There’s no question that this quote is incredibly applicable to me, and I need to remember this – so much so that I’ve already made a cover sheet with it to go on the front of my planning binder. (Yes, I really do need that much of a reminder.)
As I said to my seniors today, everything done in the classroom is a learning experience for a teacher (or, as I should have added, at least it should be), and these projects have reminded me of the attitude I should have toward learning and my own planning. If I ever forget that, then I need to move it on down the line.
I hope that inspiration can carry me through the weekend. There are great things ahead, I think, and I need to make sure that the little details, all of those things I should plan for, don’t bring down the house of cards that is already a bit unstable. I think it can work – now let’s see it happen.
February 12, 2009
You know, there are really some things that you can’t ever be fully prepared for. When I got married, I understood cognitively what people were telling me about how different and difficult it can be to get adjusted to, but it didn’t help after the wedding when I was confronted with the reality of the situation. Similar was my experience becoming a father, and parenthood continues to surprise and challenge me daily.
Teaching is exactly the same way. I’ve known for a while that being a teacher is hard – and that the whole idea that “Those who can’t, teach” is a load of crap – and I’ve known that it’s something I really want to do, but being a teacher is another deal entirely. There is just so much stuff to get a hold on, and I’m afraid that I’m not fully doing it. My co-op really is being nice about it – firm, to be sure, but very nice. I really feel like I’m failing miserably, and no amount of reassuring me that “You’re not supposed to have a handle on this yet” is going to make me fine with that. Maybe it’s a little of wanting things to come naturally, maybe a little that I’m a perfectionist, but probably the main reason is that I feel like I’m letting students down, and I don’t really buy that my inexperience rationalizes that.
Am I being too hard on myself? Almost certainly, but I imagine it’s a futile task to tell me that. What I have right now is sort of an irrational fear that I will simply fail at this whole teaching thing, despite being so passionate about it and so convinced that I have the abilities to help me work everything out. Part of it is that I fear that I will know what I should do and simply be unable to do it, which would be far worse than simply not knowing what to do – that can be learned.

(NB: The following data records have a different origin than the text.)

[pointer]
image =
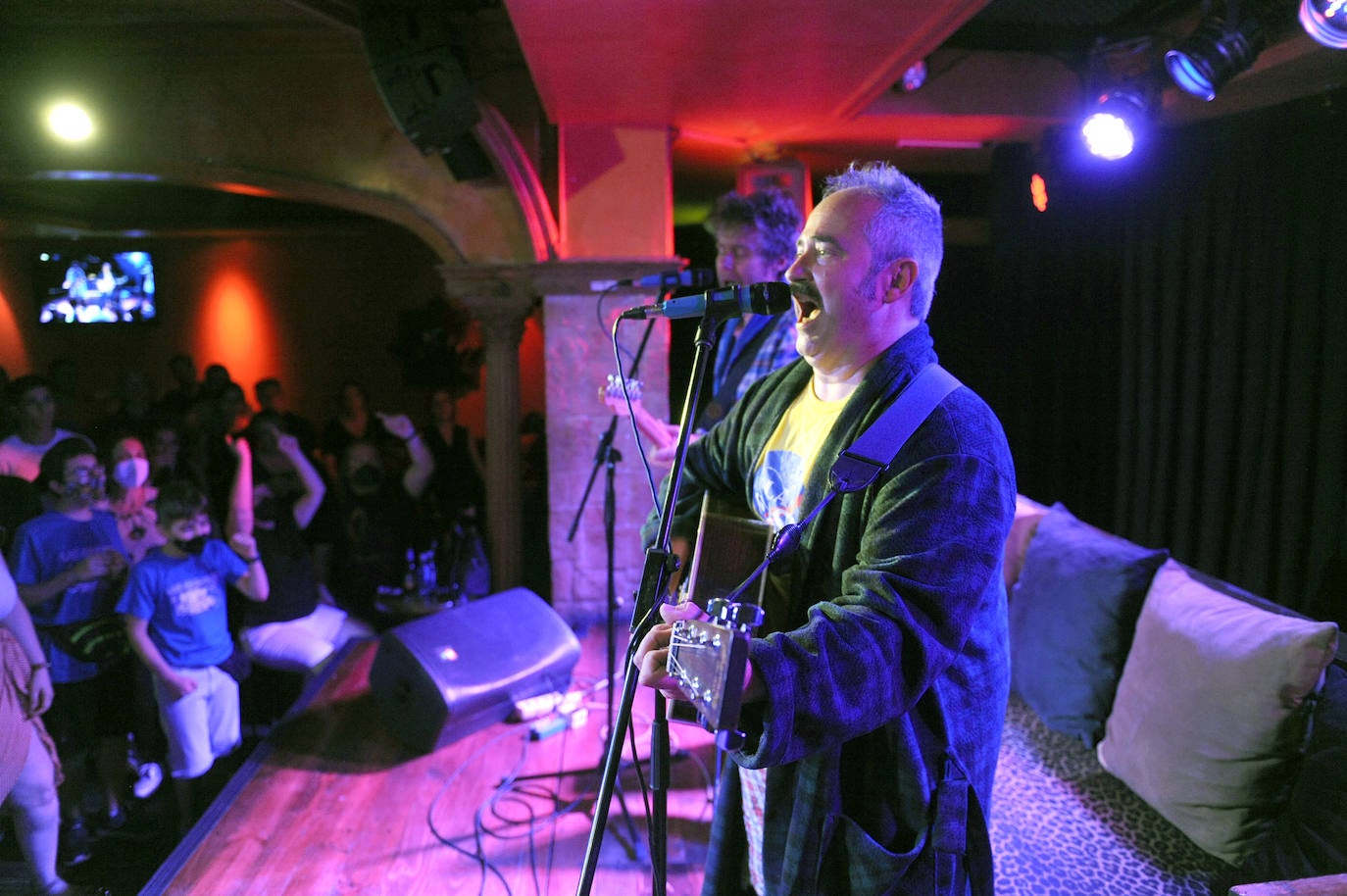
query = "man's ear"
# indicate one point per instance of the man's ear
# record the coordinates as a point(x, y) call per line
point(903, 276)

So I’m trying to buckle down a little. I have research papers starting to come in and a large project to finish grading before those come in with force on Tuesday, and I also have to plan ahead for at least a week of instruction so I’m not spending a whole lot of time each night on planning that I could devote to grading those papers. It’s a good thing it’s a three day weekend, most definitely.
Additionally, I’m trying to structure my planning a little more strictly, even to the point of working out specific lesson objectives (which no one is requiring me to do at this point except for days I’m observed by my university supervisor) and spelling out my set inductions for each lesson. This does seem a little bit arduous, and certainly I griped enough about jumping through that hoop for my education courses, but I’ve decided to try the method and see if it works for me. Something needs to work, and I’m willing to take a stab at whatever seems to make sense.
Tomorrow is fortunately a half-day, so I don’t have as much to teach tomorrow, but I must take advantage of this time.
I do hope this fear is unfounded. But whatever it takes, I will not let this become a self-fulfilling prophecy.